A Matter of Manners Re-Release of children's book shows polite behavior transcends time.  By Bill Varble of the Medford Mail Tribune

When Barbara Ross's grandmother set out to teach her children manners a century ago, she reached for a little book called "Goops and How to Be Them." In Ross's father's hands, the book became part of her upbringing. When Ross became a mother in 1966, she introduced her son to it.

By the time Ross' grandson was born 3 years ago, that copy of "goops" was pretty goops -- dog-eared and bedraggled from generations of hands.

Some grandmothers simply might have figured the book's usefulness was lost. But Ross talked to a copyright lawyer and found the volume was still in the public domain, so she decided to re-release it.

Story Time Event Focuses on BookThe result is a new edition of "Goops and How to Be Them: A Manual of Manners for Polite Children" inoculating many juvenile virtues both by precept and example, by Gelett Burgess (Peanut Butter Publishing, Seattle, Wash., $12.95).

Ross, 68, of Battle Ground, Wash., plans a storytime reading and discussion based on the book Saturday at Barnes & Noble Booksellers in Medford.

In a telephone interview, Ross says she believes the book is as relevant today as it was more than a century ago when her grandmother, Mary Etta Hotchkiss, moved to Montana from Boston, Mass,. in a covered wagon. Marry Etta taught in a one-room schoolhouse, married a rancher and raised six children, the first being Ross' father, Francis Arthur, who was born in 1901. "There's nothing new," Ross says. "You ksnow manners are never obsolete."

Ross made a few changes in the book's design, took out words such as "paucity" and added a glossary.

"Goops" uses little rhymes to teach table manners, cleanliness, neatness, courtesy, obedience, generosity, honesty, perseverance and so on.

An entry for honesty goes: "Willy broke the window pane, / Willy spilled the ink, / Willy left the water-pipe / Running in the sink. / Did his mother punish him? / No! I'll tell you why. / Willy, he owned up to it, / And didn't tell a lie."

Anachronisms do pop up, as in this verse on caution: "When you travel in the street, / Are you cautious and discrete? / Do you look about for horses / When your little brother crosses?"

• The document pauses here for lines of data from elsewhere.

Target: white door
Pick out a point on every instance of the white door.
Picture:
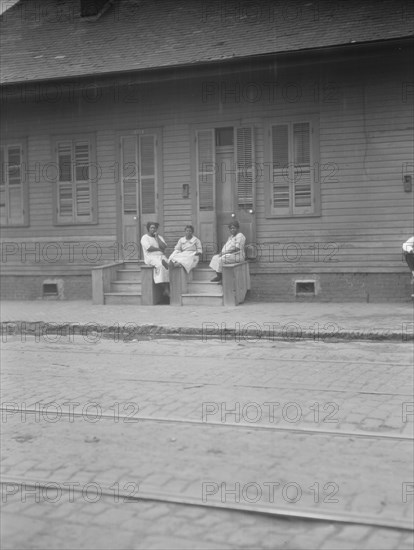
(138, 190)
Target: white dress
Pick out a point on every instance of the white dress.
(185, 253)
(155, 258)
(238, 241)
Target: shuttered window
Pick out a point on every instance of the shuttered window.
(205, 169)
(13, 210)
(138, 172)
(291, 176)
(76, 181)
(147, 173)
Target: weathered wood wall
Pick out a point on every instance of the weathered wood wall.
(366, 145)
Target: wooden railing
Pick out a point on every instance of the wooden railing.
(150, 292)
(101, 281)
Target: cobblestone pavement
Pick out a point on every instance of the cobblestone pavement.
(381, 320)
(368, 389)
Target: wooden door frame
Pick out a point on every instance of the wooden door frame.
(159, 180)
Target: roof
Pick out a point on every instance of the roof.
(47, 40)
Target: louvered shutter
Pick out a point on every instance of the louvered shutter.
(83, 191)
(147, 173)
(3, 212)
(205, 169)
(302, 174)
(244, 167)
(280, 169)
(129, 174)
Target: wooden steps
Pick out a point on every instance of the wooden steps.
(126, 289)
(131, 283)
(200, 290)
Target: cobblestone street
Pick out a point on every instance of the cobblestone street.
(138, 444)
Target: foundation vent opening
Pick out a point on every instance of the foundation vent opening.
(50, 289)
(305, 288)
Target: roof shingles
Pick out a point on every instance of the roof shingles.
(134, 35)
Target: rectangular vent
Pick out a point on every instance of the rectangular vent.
(50, 289)
(305, 287)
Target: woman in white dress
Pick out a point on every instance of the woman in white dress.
(153, 246)
(187, 251)
(231, 253)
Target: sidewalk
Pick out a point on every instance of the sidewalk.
(289, 321)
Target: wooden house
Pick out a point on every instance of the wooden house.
(294, 117)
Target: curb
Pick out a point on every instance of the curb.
(128, 332)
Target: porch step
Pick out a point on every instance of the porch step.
(203, 274)
(132, 264)
(204, 287)
(119, 298)
(202, 300)
(129, 274)
(126, 286)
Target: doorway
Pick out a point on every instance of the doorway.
(138, 174)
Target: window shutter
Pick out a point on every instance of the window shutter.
(3, 213)
(302, 176)
(245, 167)
(83, 184)
(205, 169)
(15, 185)
(129, 174)
(280, 169)
(65, 188)
(147, 173)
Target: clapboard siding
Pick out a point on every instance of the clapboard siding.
(365, 131)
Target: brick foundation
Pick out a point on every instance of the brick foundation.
(25, 287)
(333, 287)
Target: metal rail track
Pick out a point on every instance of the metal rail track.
(206, 356)
(251, 427)
(271, 510)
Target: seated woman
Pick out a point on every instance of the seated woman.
(187, 251)
(231, 253)
(153, 246)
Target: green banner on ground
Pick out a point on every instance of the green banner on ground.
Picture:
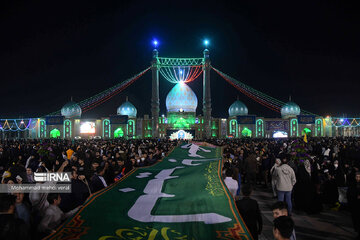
(181, 197)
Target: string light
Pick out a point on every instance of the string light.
(185, 74)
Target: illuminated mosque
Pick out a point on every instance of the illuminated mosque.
(180, 120)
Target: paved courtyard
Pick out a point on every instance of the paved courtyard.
(329, 224)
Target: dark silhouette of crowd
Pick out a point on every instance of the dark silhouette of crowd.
(303, 176)
(94, 164)
(306, 176)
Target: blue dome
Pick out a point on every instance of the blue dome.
(238, 108)
(181, 97)
(127, 108)
(290, 109)
(71, 110)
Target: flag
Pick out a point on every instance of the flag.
(162, 201)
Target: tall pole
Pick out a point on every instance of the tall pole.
(155, 102)
(206, 94)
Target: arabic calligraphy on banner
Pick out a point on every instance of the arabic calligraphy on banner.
(277, 125)
(246, 119)
(148, 233)
(213, 186)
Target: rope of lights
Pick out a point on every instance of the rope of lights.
(103, 96)
(344, 122)
(118, 89)
(252, 96)
(16, 127)
(176, 74)
(257, 94)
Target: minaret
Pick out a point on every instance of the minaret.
(155, 102)
(206, 94)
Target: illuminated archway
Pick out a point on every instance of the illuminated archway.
(118, 133)
(306, 131)
(55, 133)
(246, 132)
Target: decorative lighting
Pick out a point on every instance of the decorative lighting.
(206, 42)
(155, 43)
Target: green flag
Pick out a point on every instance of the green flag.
(181, 197)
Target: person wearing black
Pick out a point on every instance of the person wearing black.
(11, 227)
(353, 196)
(283, 228)
(250, 212)
(97, 181)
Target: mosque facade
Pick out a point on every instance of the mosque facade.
(180, 121)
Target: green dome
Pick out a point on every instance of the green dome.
(127, 108)
(71, 110)
(181, 97)
(290, 109)
(238, 108)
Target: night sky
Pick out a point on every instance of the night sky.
(52, 50)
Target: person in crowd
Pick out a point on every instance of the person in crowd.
(22, 208)
(353, 196)
(273, 178)
(230, 183)
(97, 181)
(250, 211)
(281, 209)
(11, 227)
(285, 181)
(53, 215)
(250, 167)
(283, 228)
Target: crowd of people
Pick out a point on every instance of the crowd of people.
(306, 176)
(303, 176)
(94, 164)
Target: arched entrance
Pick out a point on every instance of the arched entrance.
(306, 131)
(118, 133)
(55, 133)
(246, 132)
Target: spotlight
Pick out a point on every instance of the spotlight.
(206, 42)
(155, 43)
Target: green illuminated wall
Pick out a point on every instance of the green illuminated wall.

"Goops" warns against interrupting adults ("Don't interrupt your father when he's telling funny jokes. / Don't interrupt your mother when she's entertaining folks"), being a cry baby ("I'm sure that I would rather die / Than have my playmates see me cry") and graffiti ("Have you ever seen the scrawls / on the fences and the walls, / All the horrid little picture and the horrid little names?")

Ross says very young children like learning in verse.

"If they hear it in rhyme it sticks with them," she says.

She says the lessons in "Goops" are always good.

"It teaches you to be kind and considerate," she says. "What I hope when I have a reading is that they understand that manners is thinking of the other person. "I'm hoping they'll learn to think of the other person."

Ross believes most youngsters are ready for "Goops" by age 3 and don't outgrow the book for five or six years.

"The little boys I've lost at age 8." she says. "Little girls are good for maybe a couple more years."

The unabridged Random House Dictionary of the English Language defines "goop" as a bad mannered or inconsiderate person, clod or boor. It adds, "expressive coinage apparently first used by Gelett Burgess in his book 'Goops and How to Be Them' (1990)."

Ross says her mother used to point to her and say, "You're being a goop!"

"When that happened we knew it was time to straighten up." she says. "One hundred years from now, it'll be the same."